1. Politico: “If We Beat Covid and He Wins Reelection, So Be It”

Congressman Max Rose ’08 and Army veteran recently deployed to the front lines of the pandemic in New York City. In this article, he was interviewed about his experience with the National Guard on Staten Island and the surrounding areas, as well as his thoughts on the actions of the federal government. He said, “The deeper point that I was always trying to make is that government is not something that we can ignore, that we can sideline. It is something that is vital. Because it saves lives, it does things that no one else can do, and it is what we turn to in moment of crises such as now.”

2. Page Six: “‘Good Morning America’ Producer Thea Trachtenberg Dies”
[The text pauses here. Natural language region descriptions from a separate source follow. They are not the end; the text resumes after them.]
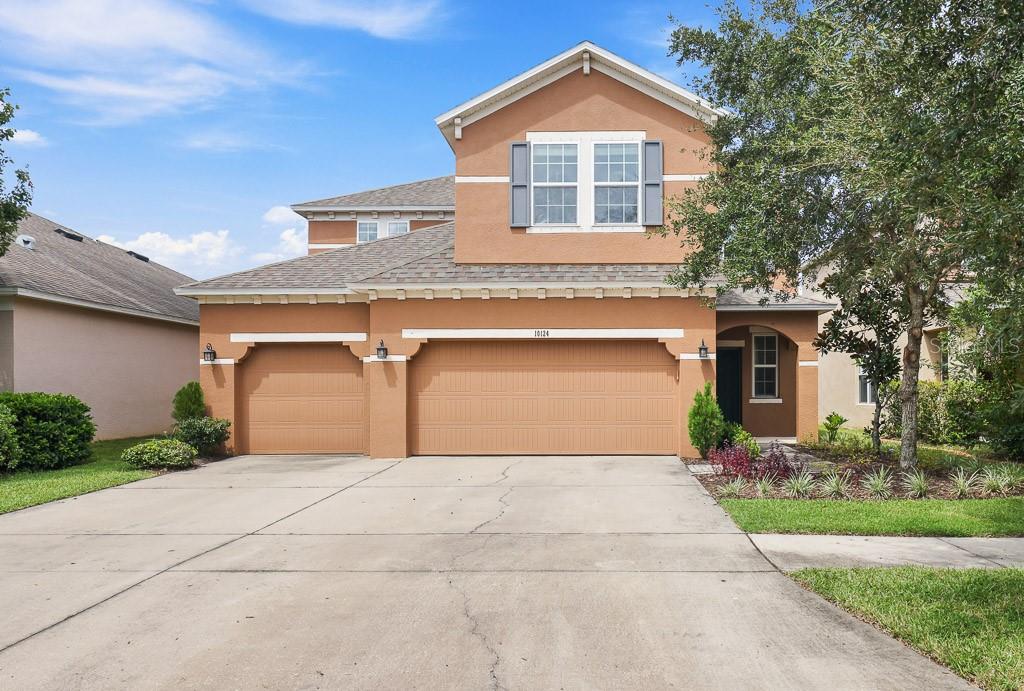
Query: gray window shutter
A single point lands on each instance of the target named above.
(519, 184)
(653, 189)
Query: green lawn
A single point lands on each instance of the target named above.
(27, 488)
(972, 620)
(951, 518)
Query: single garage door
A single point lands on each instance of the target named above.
(544, 397)
(303, 398)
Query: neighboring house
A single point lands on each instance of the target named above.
(539, 321)
(88, 318)
(376, 214)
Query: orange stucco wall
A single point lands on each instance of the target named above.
(576, 102)
(126, 369)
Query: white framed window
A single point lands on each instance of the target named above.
(586, 181)
(366, 231)
(396, 228)
(866, 395)
(555, 171)
(616, 183)
(765, 365)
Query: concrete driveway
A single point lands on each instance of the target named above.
(461, 573)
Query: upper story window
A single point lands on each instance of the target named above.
(616, 182)
(366, 231)
(765, 365)
(396, 228)
(555, 186)
(586, 181)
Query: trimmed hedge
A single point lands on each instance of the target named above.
(52, 430)
(206, 434)
(160, 454)
(10, 455)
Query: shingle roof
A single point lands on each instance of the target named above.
(91, 271)
(423, 257)
(436, 191)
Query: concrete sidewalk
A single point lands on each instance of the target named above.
(790, 553)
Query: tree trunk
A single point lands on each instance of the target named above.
(908, 384)
(877, 424)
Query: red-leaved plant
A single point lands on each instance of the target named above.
(732, 461)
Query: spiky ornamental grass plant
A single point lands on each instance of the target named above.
(879, 483)
(835, 485)
(799, 485)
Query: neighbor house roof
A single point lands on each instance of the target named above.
(71, 267)
(423, 258)
(586, 56)
(433, 193)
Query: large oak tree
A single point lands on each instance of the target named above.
(881, 138)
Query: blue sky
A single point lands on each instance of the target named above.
(179, 128)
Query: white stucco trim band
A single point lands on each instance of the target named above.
(541, 334)
(299, 337)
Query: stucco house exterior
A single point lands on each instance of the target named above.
(84, 317)
(538, 320)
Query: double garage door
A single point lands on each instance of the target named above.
(471, 397)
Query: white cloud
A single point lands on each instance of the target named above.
(126, 59)
(385, 18)
(200, 254)
(291, 244)
(30, 138)
(280, 216)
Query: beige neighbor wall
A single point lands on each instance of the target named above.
(840, 380)
(125, 369)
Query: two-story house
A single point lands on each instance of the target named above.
(538, 321)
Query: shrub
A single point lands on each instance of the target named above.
(832, 426)
(160, 454)
(773, 463)
(706, 422)
(800, 485)
(52, 430)
(879, 483)
(734, 461)
(9, 452)
(734, 487)
(188, 402)
(206, 434)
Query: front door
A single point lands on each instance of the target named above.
(730, 383)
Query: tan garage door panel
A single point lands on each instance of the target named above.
(303, 398)
(544, 397)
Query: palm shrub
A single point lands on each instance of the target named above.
(188, 402)
(705, 421)
(915, 483)
(799, 485)
(206, 434)
(832, 426)
(9, 452)
(835, 485)
(879, 483)
(161, 454)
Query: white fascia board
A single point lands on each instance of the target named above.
(540, 334)
(299, 337)
(366, 209)
(196, 292)
(59, 299)
(513, 88)
(775, 308)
Thea Trachtenberg ’90 was memorialized in this piece for Page Six. Trachtenberg was a producer of the show for 20 years, and a cancer survivor twice over. She was remembered for her work on the show. ABC’s Charlie Gibson said at a celebration for Trachtenberg’s “GMA” anniversary a few months ago: “Thea is part of the bedrock of ‘GMA.’ She, I am sure, will tell you she has been fortunate to work at a place like ‘Good Morning America.’ But the program has been just as fortunate, if not more so, to have her.”

3. The Gazette: “A Surprising Grateful Dead Connection to the Colorado Springs Area”

This article discusses how Grateful Dead members John Perry Barlow ’69 and Bob Weir met at the elite Fountain Valley School in Colorado. They later teamed up with future bandmates in San Francisco.